Ankara recently suggested it would change its national security policy to remove Greece from its threat list (dropping the “casus belli” clause) but it quickly backpedalled, saying Greece would in return have to give up its claims in the Aegean (extension of its territorial waters to 12 miles). Was Ankara’s move genuine or just a public relations stunt?

Don’t confuse two things here. Removing Greece (and others) from the security threat list (officially called as the National Security Policy Document) is different from dropping the ‘casus belli’ clause. The first one, now in draft form, awaits Erdogan’s endorsement, and I am pretty sure it will come. The second issue requires a parliamentary decision, and I don’t think Erdogan is keen on that. It looks tricky that Ankara both maintains the casus belli clause and removes Greece from foreign threats list. More tricky is multibillion dollars weapons programs that exclusively (or almost exclusively) target Greece, especially naval systems. I therefore assume your question (was Ankara’s move genuine or a PR stunt) involves the decision to drop out Greece from the threat whitepaper. And my answer is, it’s both genuine and PR-related. Genuine because the government does not really view EU-member Greece as a potential country with which Turkey could in the foreseeable future have a military confrontation. But it is also a PR stunt because it fits FM Ahmet Davutoglu’s zero-problems with neighbors doctrine. Davutoglu could not have hoisted the peace flag with Iran, Syria and Iraq while keeping Greece on the list. The same goes for Russia. The revised document will be used as a PR tool to promote Davutoglu’s doctrine.

In the Skai interview Erdogan said that he does not want to talk with his Israeli counterpart and he will boycott a climate change conference in Athens on Friday if Benjamin Netanyahu attends. How does the rift between Turkey and Israel affect Greece’s relationship with Ankara and Tel Aviv, bearing in mind Athens has been pursuing closer relations with the Israelis over the past few months?
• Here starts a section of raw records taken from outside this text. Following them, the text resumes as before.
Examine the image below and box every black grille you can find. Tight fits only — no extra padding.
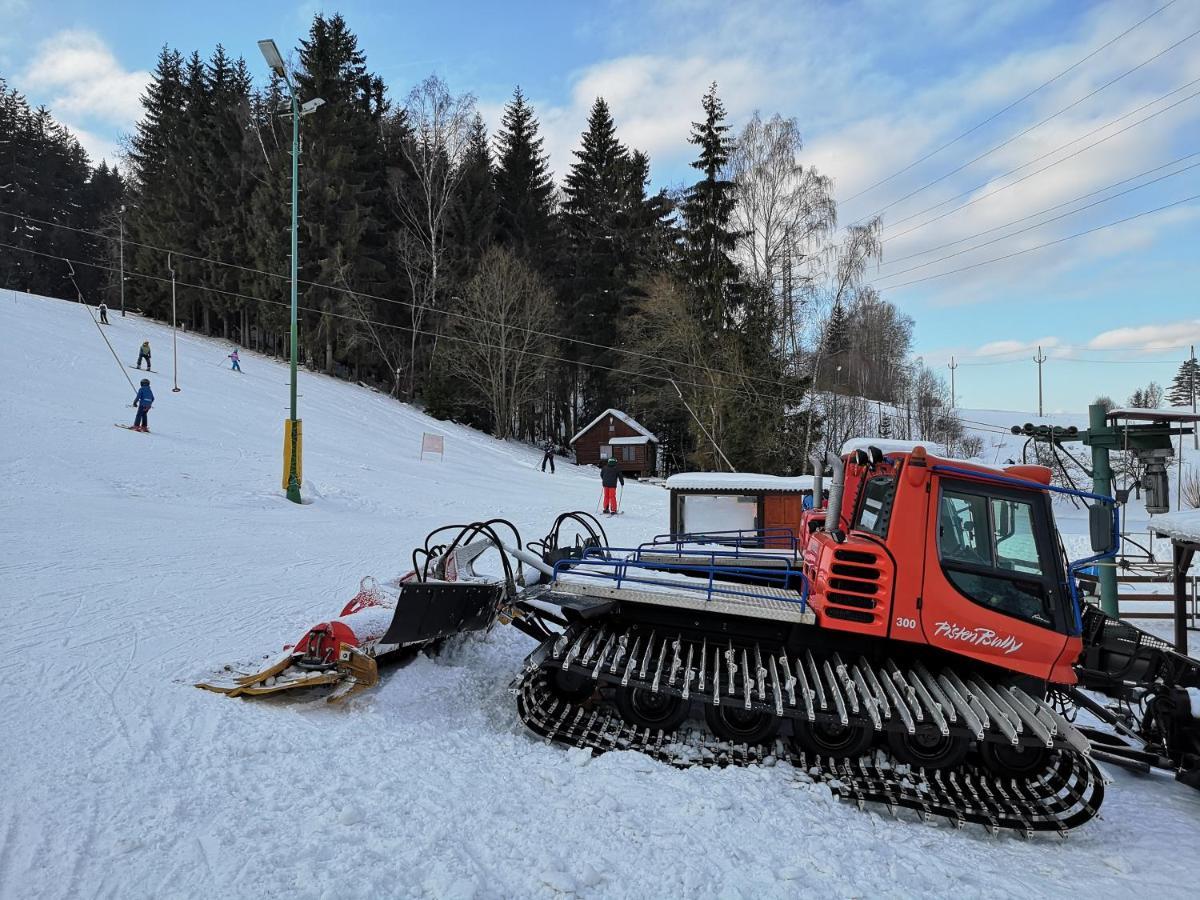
[833,550,875,565]
[824,606,875,623]
[833,559,880,581]
[829,578,880,594]
[829,590,875,610]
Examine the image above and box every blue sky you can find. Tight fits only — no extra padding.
[0,0,1200,410]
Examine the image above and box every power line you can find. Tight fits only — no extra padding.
[878,162,1200,278]
[880,151,1200,271]
[842,0,1176,203]
[883,78,1200,244]
[884,194,1200,290]
[0,241,816,403]
[859,22,1200,221]
[0,210,801,398]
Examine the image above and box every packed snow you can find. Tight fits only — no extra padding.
[667,472,812,493]
[0,292,1200,899]
[1150,509,1200,544]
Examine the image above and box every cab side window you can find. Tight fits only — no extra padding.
[856,475,896,538]
[937,490,1052,625]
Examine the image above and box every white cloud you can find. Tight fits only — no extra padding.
[1087,319,1200,353]
[22,30,150,128]
[973,337,1062,356]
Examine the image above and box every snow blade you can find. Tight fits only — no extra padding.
[380,582,503,644]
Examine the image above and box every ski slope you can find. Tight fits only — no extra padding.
[0,292,1200,899]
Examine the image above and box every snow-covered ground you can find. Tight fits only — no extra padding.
[0,292,1200,898]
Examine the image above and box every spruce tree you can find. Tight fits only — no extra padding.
[284,14,390,371]
[682,82,740,328]
[125,47,186,316]
[1166,358,1200,407]
[496,88,554,270]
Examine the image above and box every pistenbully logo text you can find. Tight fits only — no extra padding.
[935,622,1025,655]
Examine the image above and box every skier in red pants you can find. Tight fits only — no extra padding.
[600,458,625,516]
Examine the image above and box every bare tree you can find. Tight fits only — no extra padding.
[392,74,475,394]
[728,112,838,354]
[449,247,554,438]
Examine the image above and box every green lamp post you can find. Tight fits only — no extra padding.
[258,38,325,503]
It’s true. This [Tuesday] evening Erdogan said that he will go to Athens for the conference “because Netanyahu is not going there.” The Isreali-Greek rapproachement has already raised eyebrows in Ankara, although many analysts tend to downplay it. Erdogan’s men don’t like it because it goes contrary to their plans to isolate/punish Israel. At the moment the Greek-Israeli warm-up is not a parameter on the Ankara-Athens axis. But if it evolves into phases which Ankara could perceive as threathening, then it may become one. I think [Greek Foreign Minister Dimitris] Droutsas was doing the right thing when he assured everyone that the Greek-Israeli ties do not target any third country.